In light of this, what I have learnt from the pandemic is the importance of hindsight. It has taught me that uncertainty is a natural part of life, and without uncertain times you won’t grow as a person. Without the unknown, you wouldn’t be able to adapt. Yes, change is scary, but sometimes it is for the better and sometimes it is needed – even if you don’t realise it in the moment.
However, another wave of uncertainty is approaching the younger generation. On the 4th of August, Scottish teenagers received their exam results. Similar to those in England, students who would have sat an exam are now receiving a calculated grade. This was assessed through previous exam results and teachers’ opinion of the students’ most likely grade, ranked in order of certainty for each subject. Scotland’s system has been criticised for downgrading many students by assessing a school’s previous results as well as the students’ attainment. This is significant in coastal towns like Canvey, where Yellow Door is situated, as it has seen a statistical decline in attainment and academic performance.
What does this mean for A-level students on the 13th and GCSE students on the 20th of August? Only time will tell. Ofqual, the overseer of qualifications, has created what they call a robust standardisation process. The media is raising awareness of the possibility of results being downgraded this year, highlighting the unfairness of a student being graded by their postcode or socio-economic status rather than their work. Fortunately, the Scottish education has now realised that they focused too much on the bigger picture rather than individual students’ needs. This brings hope to those who are waiting on results, as once again hindsight allows our government to find solutions to problems they have not experienced before.

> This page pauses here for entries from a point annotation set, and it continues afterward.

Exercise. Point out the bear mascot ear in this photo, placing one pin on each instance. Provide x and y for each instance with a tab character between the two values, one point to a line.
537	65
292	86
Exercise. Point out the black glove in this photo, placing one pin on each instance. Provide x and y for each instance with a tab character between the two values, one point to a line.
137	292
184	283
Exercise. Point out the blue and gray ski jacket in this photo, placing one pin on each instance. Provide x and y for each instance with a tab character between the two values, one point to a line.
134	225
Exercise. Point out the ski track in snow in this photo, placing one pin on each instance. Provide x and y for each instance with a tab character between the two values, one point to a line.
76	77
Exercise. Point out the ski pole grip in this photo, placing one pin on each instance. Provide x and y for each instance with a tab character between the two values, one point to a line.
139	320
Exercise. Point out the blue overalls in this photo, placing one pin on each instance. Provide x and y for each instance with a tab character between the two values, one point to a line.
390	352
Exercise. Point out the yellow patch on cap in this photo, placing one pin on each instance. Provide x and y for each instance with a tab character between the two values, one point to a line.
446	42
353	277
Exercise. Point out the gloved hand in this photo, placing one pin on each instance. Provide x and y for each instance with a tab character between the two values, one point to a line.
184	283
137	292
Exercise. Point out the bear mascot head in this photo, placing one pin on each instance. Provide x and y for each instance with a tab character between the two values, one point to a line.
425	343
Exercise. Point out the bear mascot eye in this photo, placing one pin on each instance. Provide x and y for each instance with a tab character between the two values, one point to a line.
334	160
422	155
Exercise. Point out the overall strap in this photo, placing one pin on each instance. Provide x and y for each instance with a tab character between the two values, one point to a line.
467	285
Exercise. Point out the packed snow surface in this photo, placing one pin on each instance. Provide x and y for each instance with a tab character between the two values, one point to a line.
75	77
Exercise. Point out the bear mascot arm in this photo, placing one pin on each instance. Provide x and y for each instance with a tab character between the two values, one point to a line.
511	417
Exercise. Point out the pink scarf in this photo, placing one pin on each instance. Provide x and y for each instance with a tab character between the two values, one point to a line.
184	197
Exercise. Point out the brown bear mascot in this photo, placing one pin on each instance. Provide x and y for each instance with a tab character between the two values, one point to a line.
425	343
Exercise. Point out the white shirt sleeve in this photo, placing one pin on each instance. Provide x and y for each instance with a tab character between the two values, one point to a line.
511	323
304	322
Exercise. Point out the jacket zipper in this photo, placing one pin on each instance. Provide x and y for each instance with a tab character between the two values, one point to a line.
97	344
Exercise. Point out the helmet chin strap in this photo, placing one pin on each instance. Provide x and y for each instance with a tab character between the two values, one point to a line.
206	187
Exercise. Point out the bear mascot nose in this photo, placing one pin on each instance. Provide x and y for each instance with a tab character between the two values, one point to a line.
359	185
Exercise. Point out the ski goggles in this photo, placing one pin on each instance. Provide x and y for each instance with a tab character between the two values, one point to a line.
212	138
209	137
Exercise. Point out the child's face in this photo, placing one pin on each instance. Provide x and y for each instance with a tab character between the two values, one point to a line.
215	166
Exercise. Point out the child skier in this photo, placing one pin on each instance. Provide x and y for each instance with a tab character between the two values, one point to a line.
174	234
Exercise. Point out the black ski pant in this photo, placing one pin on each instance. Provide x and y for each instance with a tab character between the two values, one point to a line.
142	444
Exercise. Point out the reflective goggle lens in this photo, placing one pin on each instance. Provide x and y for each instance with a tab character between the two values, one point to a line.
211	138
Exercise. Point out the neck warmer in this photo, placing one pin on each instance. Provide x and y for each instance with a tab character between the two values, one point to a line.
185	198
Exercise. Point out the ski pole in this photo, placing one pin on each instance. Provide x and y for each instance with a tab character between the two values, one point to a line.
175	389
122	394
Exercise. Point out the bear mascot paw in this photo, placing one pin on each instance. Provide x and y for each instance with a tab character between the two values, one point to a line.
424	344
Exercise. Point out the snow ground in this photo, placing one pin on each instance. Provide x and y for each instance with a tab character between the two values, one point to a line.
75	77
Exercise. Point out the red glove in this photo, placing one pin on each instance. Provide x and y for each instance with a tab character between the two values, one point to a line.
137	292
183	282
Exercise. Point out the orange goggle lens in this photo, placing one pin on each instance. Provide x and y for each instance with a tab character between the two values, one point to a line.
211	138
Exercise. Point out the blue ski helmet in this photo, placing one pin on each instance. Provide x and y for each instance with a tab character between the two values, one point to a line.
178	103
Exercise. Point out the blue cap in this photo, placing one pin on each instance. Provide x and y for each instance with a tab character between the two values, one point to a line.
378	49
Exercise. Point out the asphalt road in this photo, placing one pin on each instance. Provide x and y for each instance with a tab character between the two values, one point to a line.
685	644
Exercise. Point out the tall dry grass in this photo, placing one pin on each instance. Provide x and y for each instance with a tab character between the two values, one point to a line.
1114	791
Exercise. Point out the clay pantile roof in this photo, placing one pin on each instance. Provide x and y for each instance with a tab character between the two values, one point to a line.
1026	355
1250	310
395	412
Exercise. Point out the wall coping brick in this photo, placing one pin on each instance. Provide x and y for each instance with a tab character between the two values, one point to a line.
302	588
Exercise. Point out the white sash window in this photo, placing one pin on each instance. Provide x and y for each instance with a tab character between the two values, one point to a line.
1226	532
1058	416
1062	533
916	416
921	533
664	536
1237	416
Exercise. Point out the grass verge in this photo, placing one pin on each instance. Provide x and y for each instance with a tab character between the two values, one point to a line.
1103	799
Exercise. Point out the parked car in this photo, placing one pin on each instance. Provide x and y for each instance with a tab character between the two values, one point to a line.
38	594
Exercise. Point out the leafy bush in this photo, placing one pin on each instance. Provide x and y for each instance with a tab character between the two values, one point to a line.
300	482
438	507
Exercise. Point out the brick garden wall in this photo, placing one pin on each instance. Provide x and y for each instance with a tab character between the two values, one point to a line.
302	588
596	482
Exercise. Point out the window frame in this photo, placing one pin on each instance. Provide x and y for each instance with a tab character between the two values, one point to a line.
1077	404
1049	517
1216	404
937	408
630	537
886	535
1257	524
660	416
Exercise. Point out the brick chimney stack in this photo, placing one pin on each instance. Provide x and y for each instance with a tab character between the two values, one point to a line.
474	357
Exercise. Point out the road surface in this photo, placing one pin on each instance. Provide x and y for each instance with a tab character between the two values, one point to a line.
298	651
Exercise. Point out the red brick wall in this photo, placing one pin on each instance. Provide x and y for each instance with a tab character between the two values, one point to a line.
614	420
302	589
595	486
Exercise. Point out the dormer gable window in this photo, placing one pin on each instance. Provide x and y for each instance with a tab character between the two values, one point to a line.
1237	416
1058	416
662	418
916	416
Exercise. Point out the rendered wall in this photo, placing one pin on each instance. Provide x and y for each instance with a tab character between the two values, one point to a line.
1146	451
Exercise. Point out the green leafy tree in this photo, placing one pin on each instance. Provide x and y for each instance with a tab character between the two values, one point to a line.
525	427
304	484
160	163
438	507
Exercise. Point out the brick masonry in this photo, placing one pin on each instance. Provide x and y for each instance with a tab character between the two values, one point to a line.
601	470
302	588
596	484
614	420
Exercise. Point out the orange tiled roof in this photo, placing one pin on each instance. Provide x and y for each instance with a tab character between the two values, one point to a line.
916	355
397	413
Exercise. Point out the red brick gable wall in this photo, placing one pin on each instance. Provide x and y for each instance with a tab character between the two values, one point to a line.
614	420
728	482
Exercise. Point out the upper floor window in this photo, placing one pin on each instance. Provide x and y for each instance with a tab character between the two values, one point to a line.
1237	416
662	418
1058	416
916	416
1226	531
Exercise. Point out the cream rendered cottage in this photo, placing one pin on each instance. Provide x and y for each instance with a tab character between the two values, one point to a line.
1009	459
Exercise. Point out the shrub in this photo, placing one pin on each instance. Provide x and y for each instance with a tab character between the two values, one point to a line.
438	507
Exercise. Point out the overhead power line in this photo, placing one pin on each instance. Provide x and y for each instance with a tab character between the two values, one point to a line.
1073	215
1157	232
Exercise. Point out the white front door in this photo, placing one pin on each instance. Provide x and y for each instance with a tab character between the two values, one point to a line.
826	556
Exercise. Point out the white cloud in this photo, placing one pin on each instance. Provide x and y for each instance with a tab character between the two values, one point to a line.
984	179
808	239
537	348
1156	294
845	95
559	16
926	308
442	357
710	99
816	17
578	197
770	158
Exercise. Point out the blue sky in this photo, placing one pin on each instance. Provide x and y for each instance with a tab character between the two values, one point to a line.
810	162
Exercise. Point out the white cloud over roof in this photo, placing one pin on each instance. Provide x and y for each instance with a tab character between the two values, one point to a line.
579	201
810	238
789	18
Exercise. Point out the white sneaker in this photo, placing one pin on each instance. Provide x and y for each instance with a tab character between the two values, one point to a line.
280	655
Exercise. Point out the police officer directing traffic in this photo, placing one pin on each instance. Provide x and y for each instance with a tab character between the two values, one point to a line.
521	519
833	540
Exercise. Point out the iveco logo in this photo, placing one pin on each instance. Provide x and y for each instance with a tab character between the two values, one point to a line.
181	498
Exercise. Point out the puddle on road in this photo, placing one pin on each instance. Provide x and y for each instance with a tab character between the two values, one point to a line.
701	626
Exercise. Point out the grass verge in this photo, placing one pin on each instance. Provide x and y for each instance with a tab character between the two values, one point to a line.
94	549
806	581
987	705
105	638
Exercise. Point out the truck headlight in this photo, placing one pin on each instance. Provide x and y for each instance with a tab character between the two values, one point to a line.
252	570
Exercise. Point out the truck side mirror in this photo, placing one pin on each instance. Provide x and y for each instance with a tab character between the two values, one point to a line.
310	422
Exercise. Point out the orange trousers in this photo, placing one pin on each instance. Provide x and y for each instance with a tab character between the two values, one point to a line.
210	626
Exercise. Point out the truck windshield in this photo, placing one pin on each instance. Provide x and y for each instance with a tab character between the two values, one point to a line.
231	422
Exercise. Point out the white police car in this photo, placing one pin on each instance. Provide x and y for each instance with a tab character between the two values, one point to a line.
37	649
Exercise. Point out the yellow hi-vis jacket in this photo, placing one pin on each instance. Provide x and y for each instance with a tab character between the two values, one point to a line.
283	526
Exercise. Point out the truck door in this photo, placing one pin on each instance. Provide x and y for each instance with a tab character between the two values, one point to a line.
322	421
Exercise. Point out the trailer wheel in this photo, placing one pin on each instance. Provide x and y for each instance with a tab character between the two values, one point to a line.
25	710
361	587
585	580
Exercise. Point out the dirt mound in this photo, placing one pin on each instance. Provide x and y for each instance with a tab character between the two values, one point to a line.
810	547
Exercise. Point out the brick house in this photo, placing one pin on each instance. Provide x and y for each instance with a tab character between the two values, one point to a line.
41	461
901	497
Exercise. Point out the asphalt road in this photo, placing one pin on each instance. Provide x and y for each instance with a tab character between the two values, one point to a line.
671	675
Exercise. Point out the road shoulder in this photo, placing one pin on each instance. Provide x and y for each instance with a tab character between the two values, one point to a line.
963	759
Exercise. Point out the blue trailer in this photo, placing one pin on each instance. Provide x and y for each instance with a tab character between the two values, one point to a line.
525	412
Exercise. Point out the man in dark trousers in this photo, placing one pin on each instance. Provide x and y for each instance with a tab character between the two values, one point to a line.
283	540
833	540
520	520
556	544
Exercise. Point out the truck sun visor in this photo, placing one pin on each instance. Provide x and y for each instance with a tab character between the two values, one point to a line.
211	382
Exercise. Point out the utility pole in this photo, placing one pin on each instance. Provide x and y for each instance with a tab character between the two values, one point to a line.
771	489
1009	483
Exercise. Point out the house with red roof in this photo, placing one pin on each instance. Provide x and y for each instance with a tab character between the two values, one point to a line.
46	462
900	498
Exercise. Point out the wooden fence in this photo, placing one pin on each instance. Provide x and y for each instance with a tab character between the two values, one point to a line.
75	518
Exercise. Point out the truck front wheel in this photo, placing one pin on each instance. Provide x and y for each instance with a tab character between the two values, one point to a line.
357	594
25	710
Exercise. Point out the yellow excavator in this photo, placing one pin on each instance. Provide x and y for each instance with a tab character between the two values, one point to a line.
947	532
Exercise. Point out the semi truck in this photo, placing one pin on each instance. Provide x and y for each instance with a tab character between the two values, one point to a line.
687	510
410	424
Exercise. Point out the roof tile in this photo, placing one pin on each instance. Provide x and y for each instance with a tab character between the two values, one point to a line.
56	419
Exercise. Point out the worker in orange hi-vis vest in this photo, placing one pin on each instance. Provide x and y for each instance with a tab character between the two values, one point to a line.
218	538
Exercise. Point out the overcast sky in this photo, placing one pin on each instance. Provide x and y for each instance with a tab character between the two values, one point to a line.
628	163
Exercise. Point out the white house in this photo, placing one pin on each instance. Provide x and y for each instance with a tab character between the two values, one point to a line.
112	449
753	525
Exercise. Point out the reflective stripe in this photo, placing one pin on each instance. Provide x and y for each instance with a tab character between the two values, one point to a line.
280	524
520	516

It is common in uncertain times to worry, it is a way of making you feel in control of a situation. Nevertheless, worrying isn’t a real solution as it doesn’t change what you can’t control. Instead, focus on the here and now. One way of doing this is through grounding:
- Look for 5 things you can see
- Feel 4 things that you can touch around you
- Listen out for 3 sounds that you can hear
- Acknowledge 2 things you can smell
- Find 1 thing you can taste
For those students like me stranded in the ocean of uncertainty, all we can do is prepare for the next wave and hope for help. Remember, you have already experienced a storm of ambiguity and you have survived! What’s one little wave compared to the storm you have already fought through. And you know what, you are not alone, there is more than just one head bobbing in the water. I don’t know about you but I feel safer knowing that there are 250,000 others waiting with me. This brings a new option. Rather than treading water alone, we can band together! We are much more likely to be seen in a group!